July 2, 2024

Climate Change is Affecting Cricket Players in a Terrible Way

Science & Technology

Climate Change is Affecting Cricket Players in a Terrible Way

By: Grace Zheng

“Cricket will be the hardest hit by climate change.”

That is the opinion of a 2018 climate report about outdoor sports that rely on fields. The sport cannot easily be played in the rain, nor extreme heat. Climate change has caused a rise in both.

By some measures, cricket is the world’s second most popular sport, after soccer, with two to three billion fans. It is most widely supported by countries like India, Pakistan, Bangladesh, Sri Lanka, and South Africa and the West Indies. These countries are all prone to rain, flooding, severe heat, drought, hurricanes, wildfires, and sea-level rise connected to human-caused greenhouse gas emissions.

Cricket in more developed nations such as England and Australia has also been affected by intense and increasingly frequent heat waves. The warm air can hold moisture, causing heavier rainstorms. This is also related to the climate change humans have caused.

This year, the sport has faced the hottest spring on the Indian subcontinent in over a century of record-keeping. “In June, when the West Indies — a combined team from mainly English-speaking countries in the Caribbean — arrived to play three matches in Multan, Pakistan, the temperature reached 111 degrees Fahrenheit, above average even for one of the hottest places on earth” an article in the New York Times says.

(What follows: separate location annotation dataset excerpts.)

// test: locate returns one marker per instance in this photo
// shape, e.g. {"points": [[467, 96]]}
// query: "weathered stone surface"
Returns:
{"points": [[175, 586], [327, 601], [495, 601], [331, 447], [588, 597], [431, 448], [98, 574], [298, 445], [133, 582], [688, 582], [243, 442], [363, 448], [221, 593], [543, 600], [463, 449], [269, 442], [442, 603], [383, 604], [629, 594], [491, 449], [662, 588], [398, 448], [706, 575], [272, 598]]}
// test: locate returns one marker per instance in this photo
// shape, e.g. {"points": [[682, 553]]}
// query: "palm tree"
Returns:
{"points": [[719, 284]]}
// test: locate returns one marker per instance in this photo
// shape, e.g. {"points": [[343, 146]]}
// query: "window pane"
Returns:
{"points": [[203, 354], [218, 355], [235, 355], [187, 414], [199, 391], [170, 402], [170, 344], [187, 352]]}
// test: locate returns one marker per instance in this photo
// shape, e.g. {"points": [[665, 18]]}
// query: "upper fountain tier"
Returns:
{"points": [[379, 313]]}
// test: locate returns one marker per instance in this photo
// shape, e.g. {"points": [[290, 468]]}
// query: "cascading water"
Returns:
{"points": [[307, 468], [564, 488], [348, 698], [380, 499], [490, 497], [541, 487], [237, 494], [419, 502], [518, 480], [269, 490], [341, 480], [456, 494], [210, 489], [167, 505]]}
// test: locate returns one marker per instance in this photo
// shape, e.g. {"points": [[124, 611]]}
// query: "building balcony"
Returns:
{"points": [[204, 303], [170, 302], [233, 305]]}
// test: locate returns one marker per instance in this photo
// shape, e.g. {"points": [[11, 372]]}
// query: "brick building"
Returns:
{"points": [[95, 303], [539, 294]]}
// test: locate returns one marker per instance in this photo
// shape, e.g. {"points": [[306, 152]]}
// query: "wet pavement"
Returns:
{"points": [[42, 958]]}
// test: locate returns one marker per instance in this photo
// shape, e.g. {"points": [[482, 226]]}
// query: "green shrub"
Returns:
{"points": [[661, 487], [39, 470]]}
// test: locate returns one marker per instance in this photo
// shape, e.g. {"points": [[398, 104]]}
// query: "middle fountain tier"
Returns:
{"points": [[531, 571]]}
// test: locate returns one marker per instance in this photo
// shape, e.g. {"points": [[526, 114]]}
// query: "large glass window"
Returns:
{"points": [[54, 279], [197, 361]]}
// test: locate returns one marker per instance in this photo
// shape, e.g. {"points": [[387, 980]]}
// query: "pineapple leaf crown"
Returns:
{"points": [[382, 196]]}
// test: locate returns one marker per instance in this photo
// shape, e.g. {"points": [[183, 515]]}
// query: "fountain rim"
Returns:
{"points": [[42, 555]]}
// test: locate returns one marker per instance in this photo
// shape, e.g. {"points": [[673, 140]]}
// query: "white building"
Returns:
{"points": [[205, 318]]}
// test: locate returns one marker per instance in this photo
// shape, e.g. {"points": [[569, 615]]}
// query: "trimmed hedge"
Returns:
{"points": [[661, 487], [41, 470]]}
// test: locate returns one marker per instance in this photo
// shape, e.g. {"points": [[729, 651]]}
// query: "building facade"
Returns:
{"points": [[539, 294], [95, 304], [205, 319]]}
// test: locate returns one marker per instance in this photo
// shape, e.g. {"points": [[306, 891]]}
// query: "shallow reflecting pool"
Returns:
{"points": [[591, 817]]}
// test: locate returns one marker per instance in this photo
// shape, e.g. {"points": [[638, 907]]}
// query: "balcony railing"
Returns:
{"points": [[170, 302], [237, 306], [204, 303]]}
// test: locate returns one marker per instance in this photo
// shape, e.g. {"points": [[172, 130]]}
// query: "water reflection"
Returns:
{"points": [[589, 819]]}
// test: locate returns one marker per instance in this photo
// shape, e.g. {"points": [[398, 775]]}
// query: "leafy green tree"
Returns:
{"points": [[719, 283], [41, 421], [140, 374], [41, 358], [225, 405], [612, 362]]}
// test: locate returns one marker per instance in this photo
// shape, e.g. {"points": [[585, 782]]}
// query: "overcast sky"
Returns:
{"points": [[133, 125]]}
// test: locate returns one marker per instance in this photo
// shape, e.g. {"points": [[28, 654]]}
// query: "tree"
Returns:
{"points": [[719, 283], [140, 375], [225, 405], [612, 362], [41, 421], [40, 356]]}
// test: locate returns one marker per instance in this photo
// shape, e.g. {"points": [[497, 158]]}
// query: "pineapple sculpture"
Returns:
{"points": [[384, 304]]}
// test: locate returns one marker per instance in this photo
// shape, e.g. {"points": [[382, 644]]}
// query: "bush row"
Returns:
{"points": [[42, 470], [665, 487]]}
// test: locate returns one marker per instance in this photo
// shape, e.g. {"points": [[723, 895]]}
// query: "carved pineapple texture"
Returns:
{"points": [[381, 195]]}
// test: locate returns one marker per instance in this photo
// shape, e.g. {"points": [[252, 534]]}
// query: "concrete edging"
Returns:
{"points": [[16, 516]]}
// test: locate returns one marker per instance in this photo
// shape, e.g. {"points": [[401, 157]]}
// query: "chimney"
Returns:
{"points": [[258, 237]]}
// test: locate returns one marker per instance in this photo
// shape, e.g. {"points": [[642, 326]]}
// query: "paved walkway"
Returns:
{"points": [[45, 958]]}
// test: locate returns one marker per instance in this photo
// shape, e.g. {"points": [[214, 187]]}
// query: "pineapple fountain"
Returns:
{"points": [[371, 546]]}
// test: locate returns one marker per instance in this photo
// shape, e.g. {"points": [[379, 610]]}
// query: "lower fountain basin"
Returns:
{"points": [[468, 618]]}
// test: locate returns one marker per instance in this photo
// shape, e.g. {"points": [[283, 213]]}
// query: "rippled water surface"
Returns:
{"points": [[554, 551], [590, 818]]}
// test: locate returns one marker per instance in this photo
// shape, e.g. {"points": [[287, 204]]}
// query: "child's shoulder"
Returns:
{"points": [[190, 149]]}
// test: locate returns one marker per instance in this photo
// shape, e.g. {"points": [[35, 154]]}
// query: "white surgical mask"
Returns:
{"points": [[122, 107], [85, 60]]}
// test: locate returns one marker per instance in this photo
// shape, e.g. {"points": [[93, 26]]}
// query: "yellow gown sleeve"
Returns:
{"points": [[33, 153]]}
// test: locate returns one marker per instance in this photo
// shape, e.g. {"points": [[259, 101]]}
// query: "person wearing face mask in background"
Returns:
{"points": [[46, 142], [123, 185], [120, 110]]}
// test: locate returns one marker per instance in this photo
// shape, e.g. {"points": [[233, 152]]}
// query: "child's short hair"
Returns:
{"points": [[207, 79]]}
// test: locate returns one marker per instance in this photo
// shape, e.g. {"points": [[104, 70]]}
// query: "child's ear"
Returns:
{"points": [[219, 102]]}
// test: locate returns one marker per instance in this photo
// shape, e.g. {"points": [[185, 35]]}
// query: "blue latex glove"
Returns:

“It honestly felt like you were opening an oven,” said Akeal Hosein, 29, of the West Indies, who with his teammates wore ice vests during breaks in play, a way to cope with the heat.

The heat is not the only concern about cricket; the sport cannot easily be played in the rain. In July, the West Indies abandoned a match in Dominica and shortened ones in Guyana and Trinidad because of rain and the flooded fields.

According to a 2019 report on cricket and climate change, a professional batsman playing for over a day can produce as much heat as a marathon runner. However, marathon runners wear clothes that help the heat evaporate, such as light T-shirts and shorts, while in cricket, the wearing of pads, gloves, and a helmet limits the amount of heat dissipated into the air.

Climate change is affecting cricket in a dreadful way. If humans continue to emit greenhouse gasses and pollute the earth, cricket is only one of the sports that will no longer be able to be played.

“Action needs to be taken for us to manage this situation,” Daren Ganga, 43, a commentator and former West Indies captain who studies the impact of climate change on the sport, said, “because I think we’ve gone beyond the tipping point in some areas. We still have the opportunity to pull things back in other areas.”